Endlich sind Mike und Moon weitergekommen: Der Feind ist lokalisiert! Jetzt heißt es die Gruppe zu informieren.

Wir saßen mit Marlies und Britta im Salon. Ich hatte Boris und Gabriel gebeten, dazuzukommen, um die Situation zu besprechen. Wenige Minuten später trafen sie ein.

„Bevor wir anfangen“, sagte ich, „müssen wir klären, wie wir mit Alex und Brigitte umgehen.“ Ich erklärte, dass sie uns die Informationen über Max Pflüger verschwiegen hatten. Das war zwar keine Überraschung, doch die einhellige Meinung war, sie trotzdem nicht auszuschließen. Es passte mir überhaupt nicht, aber wie hätte ich erklären sollen, dass ich Brigitte wegen ihrer Schwester und mir nicht dabei haben wollte? Ich rief Alex an, der versprach, so schnell wie möglich zu kommen.

Eine halbe Stunde später betraten Alex und Brigitte den Raum. Sofort wurde die Luft um sie herum spürbar kühler. Brigitte setzte sich abseits, schwieg und beobachtete mich und ihre Schwester mit finsterem Blick. Sie taxierte uns, als wären wir die Feinde.

Nachdem nun alle anwesend waren, ergriff ich das Wort und fasste zusammen, was wir herausgefunden hatten.

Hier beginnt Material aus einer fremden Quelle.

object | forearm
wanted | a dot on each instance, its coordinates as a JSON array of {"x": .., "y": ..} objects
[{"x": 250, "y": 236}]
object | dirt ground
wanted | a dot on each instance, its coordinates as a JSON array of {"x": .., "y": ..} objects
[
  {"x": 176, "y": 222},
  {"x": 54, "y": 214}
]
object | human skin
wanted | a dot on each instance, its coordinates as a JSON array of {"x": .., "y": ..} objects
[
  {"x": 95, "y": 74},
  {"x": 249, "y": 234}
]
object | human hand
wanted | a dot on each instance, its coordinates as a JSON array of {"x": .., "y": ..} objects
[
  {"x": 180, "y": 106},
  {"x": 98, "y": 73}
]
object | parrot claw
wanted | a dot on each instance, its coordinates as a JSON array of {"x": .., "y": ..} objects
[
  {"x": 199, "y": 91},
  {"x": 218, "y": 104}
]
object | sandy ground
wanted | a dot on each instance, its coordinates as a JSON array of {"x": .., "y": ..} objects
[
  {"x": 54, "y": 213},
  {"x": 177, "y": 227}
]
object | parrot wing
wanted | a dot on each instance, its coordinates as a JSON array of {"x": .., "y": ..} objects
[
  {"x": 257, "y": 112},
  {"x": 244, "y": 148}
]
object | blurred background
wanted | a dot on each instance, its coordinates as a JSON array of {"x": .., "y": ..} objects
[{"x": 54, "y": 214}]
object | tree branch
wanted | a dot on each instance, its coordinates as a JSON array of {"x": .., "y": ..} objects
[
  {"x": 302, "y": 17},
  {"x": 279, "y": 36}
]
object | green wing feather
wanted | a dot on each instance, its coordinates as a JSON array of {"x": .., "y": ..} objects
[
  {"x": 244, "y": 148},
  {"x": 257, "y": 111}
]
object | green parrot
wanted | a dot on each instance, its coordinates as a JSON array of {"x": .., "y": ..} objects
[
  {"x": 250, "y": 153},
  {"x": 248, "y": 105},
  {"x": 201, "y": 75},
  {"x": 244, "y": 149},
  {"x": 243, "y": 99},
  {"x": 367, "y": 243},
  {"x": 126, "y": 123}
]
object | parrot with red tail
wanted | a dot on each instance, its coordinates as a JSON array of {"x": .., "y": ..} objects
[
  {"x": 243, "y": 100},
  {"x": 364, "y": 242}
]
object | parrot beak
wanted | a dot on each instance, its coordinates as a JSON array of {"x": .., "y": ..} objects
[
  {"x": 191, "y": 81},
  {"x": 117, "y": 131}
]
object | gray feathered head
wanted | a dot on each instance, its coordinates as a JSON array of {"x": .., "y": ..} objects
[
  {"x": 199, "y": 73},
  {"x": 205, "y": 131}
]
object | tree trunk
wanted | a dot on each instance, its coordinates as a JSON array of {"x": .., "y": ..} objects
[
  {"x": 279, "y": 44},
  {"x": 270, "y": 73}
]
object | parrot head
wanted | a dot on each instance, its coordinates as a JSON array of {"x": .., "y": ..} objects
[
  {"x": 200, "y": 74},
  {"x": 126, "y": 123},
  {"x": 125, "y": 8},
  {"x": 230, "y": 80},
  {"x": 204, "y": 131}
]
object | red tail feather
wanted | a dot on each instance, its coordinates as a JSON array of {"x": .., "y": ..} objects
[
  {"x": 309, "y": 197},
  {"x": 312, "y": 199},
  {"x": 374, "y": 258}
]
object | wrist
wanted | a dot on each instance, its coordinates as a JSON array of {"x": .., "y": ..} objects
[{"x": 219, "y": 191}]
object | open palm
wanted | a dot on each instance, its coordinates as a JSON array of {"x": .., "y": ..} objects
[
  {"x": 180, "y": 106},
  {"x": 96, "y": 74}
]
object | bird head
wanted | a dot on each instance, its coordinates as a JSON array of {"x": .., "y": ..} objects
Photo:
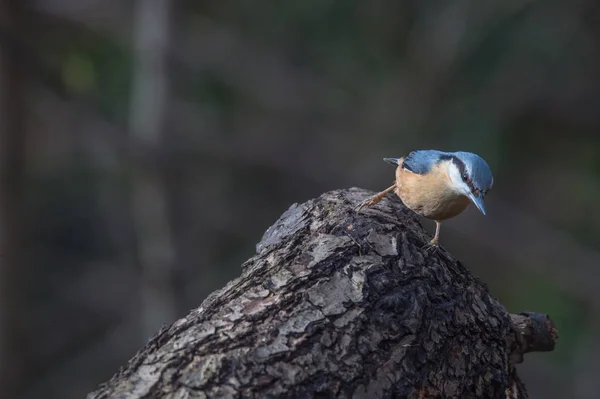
[{"x": 470, "y": 175}]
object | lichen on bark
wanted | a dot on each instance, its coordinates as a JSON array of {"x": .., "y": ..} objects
[{"x": 335, "y": 303}]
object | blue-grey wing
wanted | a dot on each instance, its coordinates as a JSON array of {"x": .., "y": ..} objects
[{"x": 421, "y": 161}]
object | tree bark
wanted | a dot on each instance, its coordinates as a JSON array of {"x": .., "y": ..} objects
[{"x": 341, "y": 304}]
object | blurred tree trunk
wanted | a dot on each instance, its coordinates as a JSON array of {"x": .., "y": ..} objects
[
  {"x": 340, "y": 304},
  {"x": 149, "y": 201},
  {"x": 13, "y": 347}
]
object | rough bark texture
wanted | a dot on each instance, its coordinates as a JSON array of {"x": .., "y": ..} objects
[{"x": 340, "y": 304}]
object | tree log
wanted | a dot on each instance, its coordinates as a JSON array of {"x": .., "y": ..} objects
[{"x": 341, "y": 304}]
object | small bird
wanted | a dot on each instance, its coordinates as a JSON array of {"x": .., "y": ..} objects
[{"x": 438, "y": 185}]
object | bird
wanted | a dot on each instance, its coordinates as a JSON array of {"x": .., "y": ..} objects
[{"x": 438, "y": 185}]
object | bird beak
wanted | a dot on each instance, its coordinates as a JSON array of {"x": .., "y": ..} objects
[
  {"x": 478, "y": 201},
  {"x": 393, "y": 161}
]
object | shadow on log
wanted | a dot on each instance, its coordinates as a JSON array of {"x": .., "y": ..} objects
[{"x": 341, "y": 304}]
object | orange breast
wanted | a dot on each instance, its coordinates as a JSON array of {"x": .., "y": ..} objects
[{"x": 430, "y": 195}]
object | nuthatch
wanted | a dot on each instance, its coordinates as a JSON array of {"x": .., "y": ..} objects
[{"x": 438, "y": 185}]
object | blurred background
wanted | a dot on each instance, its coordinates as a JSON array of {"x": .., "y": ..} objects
[{"x": 146, "y": 146}]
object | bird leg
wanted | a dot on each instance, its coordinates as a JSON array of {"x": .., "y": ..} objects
[
  {"x": 434, "y": 243},
  {"x": 375, "y": 199}
]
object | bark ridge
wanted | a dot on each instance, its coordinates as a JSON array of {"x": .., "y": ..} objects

Ich erzählte von dem Brief des Wehrmachtssoldaten und den weiteren Aufzeichnungen, die ich gefunden hatte. Fox hatte mein iPad mit dem großen Fernseher verbunden, und so zeigten wir allen den aktuellen Standort des Bunkers.

Die Überraschung war groß – der Bunker war gar nicht so weit entfernt. Brigitte meldete sich zu Wort: „Der Wagentausch von Max fand aber in der entgegengesetzten Richtung statt.“ Alex gab zu bedenken, dass es sich um eine Finte handeln könnte. Brigittes Gesichtszüge verhärteten sich. Sie war von seinem Einwand sichtlich nicht begeistert. Ihre Anspannung wurde mit jeder Sekunde extremer.

Fox und ich gingen auf die Aufzeichnungen des Soldaten ein. Er war 1944 verwundert gewesen, nicht an die Front, sondern als Wachmann zu einem Bunker im Inland versetzt worden. Das Gelände sei damals schon weitläufig gesichert und der Bunker selbst beeindruckend gewesen. Er war sowohl nach außen als auch nach innen gesichert. Letzteres wohl wegen der Kapelle im Inneren. Eine ganze Gruppe von Wissenschaftlern habe in Laboren im untersten Stockwerk gearbeitet. Das Oberkommando wurde von der Waffen-SS geführt, und zu diesem Trupp gehörte eine Frau, die er ganz genau beschrieb: Madame Claire. Ihre Beschreibung ähnelte der aktuellen Madame so stark, dass die Frage im Raum stand: War es eine Verwandte oder doch dieselbe Frau? Sie wäre dann über 100 Jahre alt und nicht gealtert.

An diesem Punkt schnaubte Brigitte verächtlich. Als ich sie ansah, verstummte sie. Ich fuhr fort und erklärte, dass die Briten den Bunker und das umliegende Gelände am Ende des Krieges übernommen hatten. Fox hatte bei seinen Kontakten in der US Army nachgefragt, was die Briten dort gemacht hatten, aber sie konnten nur bestätigen, dass Kasernen gebaut wurden und es sich um einen Truppenübungsplatz handelte. Das etwa 10 Hektar große Gelände war 2015 von den Briten an eine Firma verkauft worden.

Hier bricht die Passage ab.